((2x-1)(x+3)(2-x)(1-x)^(2))/(x^(4)(x+6)(x-9)(2x^(2)+4x+9))

Jasonbradley

6 min read Jun 16, 2024

Analyzing the Rational Function: ((2x-1)(x+3)(2-x)(1-x)^(2))/(x^(4)(x+6)(x-9)(2x^(2)+4x+9))

This article aims to break down and analyze the given rational function:

((2x-1)(x+3)(2-x)(1-x)^(2))/(x^(4)(x+6)(x-9)(2x^(2)+4x+9))

We will explore its key features, including:

Domain: The set of all possible input values (x-values) for which the function is defined.
Zeros (or roots): The x-values where the function equals zero.
Vertical Asymptotes: Lines that the function approaches as x approaches a specific value.
Horizontal Asymptote: A line that the function approaches as x approaches positive or negative infinity.
Holes: Points where the function is undefined but can be made continuous by simplifying the function.

Domain

The domain of a rational function is restricted where the denominator is equal to zero.
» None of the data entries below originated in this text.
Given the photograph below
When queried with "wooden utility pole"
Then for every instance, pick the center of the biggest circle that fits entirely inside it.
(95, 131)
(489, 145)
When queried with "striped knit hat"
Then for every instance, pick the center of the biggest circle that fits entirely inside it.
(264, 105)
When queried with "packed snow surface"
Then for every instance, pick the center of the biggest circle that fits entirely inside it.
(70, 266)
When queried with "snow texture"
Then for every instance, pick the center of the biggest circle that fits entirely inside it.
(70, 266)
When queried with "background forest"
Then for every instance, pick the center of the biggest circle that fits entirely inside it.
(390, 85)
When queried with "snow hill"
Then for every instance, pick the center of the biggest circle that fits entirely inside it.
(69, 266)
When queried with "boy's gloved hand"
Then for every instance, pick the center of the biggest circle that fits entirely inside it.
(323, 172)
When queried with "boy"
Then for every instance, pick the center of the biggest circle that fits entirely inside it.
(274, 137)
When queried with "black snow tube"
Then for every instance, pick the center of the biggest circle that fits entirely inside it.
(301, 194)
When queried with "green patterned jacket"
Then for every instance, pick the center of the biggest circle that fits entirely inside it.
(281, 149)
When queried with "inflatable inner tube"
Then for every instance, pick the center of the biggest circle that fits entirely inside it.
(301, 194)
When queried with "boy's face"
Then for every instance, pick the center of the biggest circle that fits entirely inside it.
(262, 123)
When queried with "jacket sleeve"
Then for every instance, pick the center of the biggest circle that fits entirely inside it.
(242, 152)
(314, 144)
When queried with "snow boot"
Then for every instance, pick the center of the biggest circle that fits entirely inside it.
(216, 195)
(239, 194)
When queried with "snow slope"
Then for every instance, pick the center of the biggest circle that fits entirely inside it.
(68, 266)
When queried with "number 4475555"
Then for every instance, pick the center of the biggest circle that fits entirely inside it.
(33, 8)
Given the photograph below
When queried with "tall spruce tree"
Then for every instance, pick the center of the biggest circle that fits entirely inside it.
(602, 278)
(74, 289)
We need to find the values of x that make the denominator zero:

x^(4) = 0 --> x = 0 (multiplicity 4)
x + 6 = 0 --> x = -6
x - 9 = 0 --> x = 9
2x^(2) + 4x + 9 = 0 --> This quadratic has no real roots (its discriminant is negative)

Therefore, the domain of the function is all real numbers except for x = 0, -6, and 9.

Zeros (Roots)

The zeros of the function occur where the numerator is equal to zero:

2x - 1 = 0 --> x = 1/2
x + 3 = 0 --> x = -3
2 - x = 0 --> x = 2
(1 - x)^(2) = 0 --> x = 1 (multiplicity 2)
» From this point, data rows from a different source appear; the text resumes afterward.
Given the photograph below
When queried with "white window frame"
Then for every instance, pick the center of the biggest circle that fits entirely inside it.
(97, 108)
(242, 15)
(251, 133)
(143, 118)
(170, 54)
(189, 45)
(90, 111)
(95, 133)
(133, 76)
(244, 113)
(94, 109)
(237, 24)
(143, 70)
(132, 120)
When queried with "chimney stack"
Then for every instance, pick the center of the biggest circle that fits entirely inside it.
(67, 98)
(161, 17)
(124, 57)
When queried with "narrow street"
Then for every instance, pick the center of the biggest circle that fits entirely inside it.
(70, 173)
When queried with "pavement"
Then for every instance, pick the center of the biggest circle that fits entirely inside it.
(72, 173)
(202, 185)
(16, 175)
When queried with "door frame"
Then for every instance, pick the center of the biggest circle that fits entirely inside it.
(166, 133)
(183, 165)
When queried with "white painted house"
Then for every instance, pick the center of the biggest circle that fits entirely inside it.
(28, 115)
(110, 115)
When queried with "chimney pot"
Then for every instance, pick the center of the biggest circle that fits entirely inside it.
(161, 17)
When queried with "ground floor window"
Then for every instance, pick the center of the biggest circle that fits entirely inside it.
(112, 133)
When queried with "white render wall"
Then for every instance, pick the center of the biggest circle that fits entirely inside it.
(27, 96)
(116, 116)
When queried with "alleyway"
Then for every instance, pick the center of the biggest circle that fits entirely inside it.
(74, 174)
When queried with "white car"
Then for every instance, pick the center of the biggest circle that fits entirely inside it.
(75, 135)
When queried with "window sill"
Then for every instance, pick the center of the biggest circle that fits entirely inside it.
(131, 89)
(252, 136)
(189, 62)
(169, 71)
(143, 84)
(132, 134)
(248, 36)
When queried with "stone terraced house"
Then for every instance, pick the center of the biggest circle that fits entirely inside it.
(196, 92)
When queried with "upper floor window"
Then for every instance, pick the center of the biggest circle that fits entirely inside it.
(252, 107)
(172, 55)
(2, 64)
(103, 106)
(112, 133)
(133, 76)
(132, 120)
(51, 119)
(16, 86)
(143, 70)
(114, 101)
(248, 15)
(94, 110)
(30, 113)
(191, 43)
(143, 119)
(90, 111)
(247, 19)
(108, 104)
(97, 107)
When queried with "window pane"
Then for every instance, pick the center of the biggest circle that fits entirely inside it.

Therefore, the function has zeros at x = 1/2, -3, 2, and 1.

Vertical Asymptotes

Vertical asymptotes occur where the denominator is zero, and the numerator is not zero. We already found the zeros of the denominator:

x = 0 (multiplicity 4)
x = -6
x = 9

The numerator is not zero at any of these points. Therefore, the function has vertical asymptotes at x = 0, -6, and 9.

Horizontal Asymptote

To find the horizontal asymptote, we need to consider the degree of the numerator and denominator:

Degree of numerator: 5 (from (2x-1)(x+3)(2-x)(1-x)^(2))
Degree of denominator: 7 (from x^(4)(x+6)(x-9)(2x^(2)+4x+9))

Since the degree of the denominator is greater than the degree of the numerator, the horizontal asymptote is y = 0.

Holes

Holes occur when a factor in the numerator and denominator cancel out. Notice that we can simplify the function by canceling out (1-x) from the numerator and denominator:

((2x-1)(x+3)(2-x)(1-x)^(2))/(x^(4)(x+6)(x-9)(2x^(2)+4x+9)) = ((2x-1)(x+3)(2-x)(1-x))/(x^(4)(x+6)(x-9)(2x^(2)+4x+9))
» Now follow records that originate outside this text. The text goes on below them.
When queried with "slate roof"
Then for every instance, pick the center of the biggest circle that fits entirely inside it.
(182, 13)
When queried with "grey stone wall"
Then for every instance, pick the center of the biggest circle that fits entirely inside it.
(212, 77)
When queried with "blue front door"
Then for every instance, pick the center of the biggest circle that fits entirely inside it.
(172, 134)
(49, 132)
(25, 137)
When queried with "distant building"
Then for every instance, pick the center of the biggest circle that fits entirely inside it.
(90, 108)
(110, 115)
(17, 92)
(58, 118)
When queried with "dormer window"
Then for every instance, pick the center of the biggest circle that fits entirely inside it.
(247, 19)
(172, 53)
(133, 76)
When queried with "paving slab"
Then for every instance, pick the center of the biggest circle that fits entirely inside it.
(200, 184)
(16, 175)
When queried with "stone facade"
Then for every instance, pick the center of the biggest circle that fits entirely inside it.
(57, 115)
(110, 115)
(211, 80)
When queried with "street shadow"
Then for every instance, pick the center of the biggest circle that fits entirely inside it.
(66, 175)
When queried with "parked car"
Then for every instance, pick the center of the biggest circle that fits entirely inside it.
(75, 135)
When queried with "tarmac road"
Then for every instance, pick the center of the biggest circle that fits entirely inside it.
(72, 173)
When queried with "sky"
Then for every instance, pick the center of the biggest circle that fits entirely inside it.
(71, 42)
This simplification implies a hole at x = 1. To find the y-coordinate of the hole, substitute x = 1 into the simplified function:

y = ((2(1)-1)(1+3)(2-1))/(1^(4)(1+6)(1-9)(2(1)^(2)+4(1)+9)) = -2/432

Therefore, the function has a hole at (1, -2/432).

Summary

The function ((2x-1)(x+3)(2-x)(1-x)^(2))/(x^(4)(x+6)(x-9)(2x^(2)+4x+9)) has the following key features:

Domain: All real numbers except for x = 0, -6, and 9.
Zeros: x = 1/2, -3, 2, and 1.
Vertical Asymptotes: x = 0, -6, and 9.
Horizontal Asymptote: y = 0.
Hole: (1, -2/432).

By understanding these features, we can gain a comprehensive picture of the behavior of this rational function.